At ten years, it’s fun to reflect on our beginnings. We launched WordPress on 27th May 2003, but that wasn’t inception. Go back far enough, and you can read a post by Michel Valdrighi who, frustrated by the self-hosted blogging platforms available, decided to write his own software; “b2, a PHP+MySQL alternative to Blogger and GreyMatter.” b2 was easy to install, easy to configure, and easy for developers to extend. Of all the blogging platforms out there, b2 was the right one for me: I could write my content and get it on the web quickly and painlessly.

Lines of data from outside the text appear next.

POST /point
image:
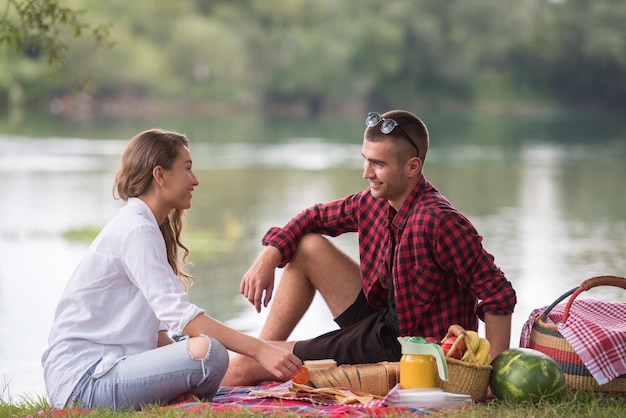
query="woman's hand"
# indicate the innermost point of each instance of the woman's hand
(278, 361)
(257, 284)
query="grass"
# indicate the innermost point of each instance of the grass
(574, 404)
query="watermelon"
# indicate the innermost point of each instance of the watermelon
(524, 374)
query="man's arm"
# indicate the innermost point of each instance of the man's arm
(498, 332)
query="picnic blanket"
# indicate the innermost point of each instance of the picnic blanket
(266, 399)
(596, 331)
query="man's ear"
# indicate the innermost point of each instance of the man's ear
(414, 166)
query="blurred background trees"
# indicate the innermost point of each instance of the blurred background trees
(312, 56)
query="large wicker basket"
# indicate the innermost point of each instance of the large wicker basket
(546, 338)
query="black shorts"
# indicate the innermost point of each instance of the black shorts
(363, 337)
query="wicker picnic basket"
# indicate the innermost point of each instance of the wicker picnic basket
(379, 378)
(546, 338)
(470, 378)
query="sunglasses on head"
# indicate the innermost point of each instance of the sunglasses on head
(388, 125)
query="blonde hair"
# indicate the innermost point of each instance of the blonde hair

Sometimes, however, life gets in the way. In 2002, Michel stopped maintaining b2. Over time, security flaws became apparent and updates were needed and, while the b2 community could write patches and fixes, no one was driving the software forward. We were lucky that Michel decided to release b2 under the GPL; the software may have been abandoned, but we weren’t without options. A fork was always a possibility. That was where it stood in January 2003, when I posted about forking b2 and Mike responded. The rest, as they say, is history.

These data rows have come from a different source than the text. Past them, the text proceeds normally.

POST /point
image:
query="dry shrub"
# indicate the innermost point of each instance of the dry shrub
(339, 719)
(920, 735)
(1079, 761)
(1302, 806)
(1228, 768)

From the very beginning to the present day, I’ve been impressed by the thought, care, and dedication that WordPress’ developers have demonstrated. Each one has brought his or her unique perspective, each individual has strengthened the whole. It would be impossible to thank each of them here individually, but their achievements speak for themselves. In WordPress 1.2 the new Plugin API made it easy for developers to extend WordPress. In the same release gettext() internationalization opened WordPress up to every language (hat tip: Ryan Boren for spending hours wrapping strings with gettext). In WordPress 1.5 our Theme system made it possible for WordPress users to quickly change their site’s design: there was huge resistance to the theme system from the wider community at the time, but can you imagine WordPress without it? Versions 2.7, 2.8, and 2.9 saw improvements that let users install and update their plugins and themes with one click. WordPress has seen a redesign by happycog (2.3) and gone under extensive user testing and redesign (Crazyhorse, Liz Danzico and Jen Mylo, WordPress 2.5). In WordPress 3.0 we merged WordPress MU with WordPress — a huge job but 100% worth it. And in WordPress 3.5 we revamped the media uploader to make it easier for people to get their images, video, and media online.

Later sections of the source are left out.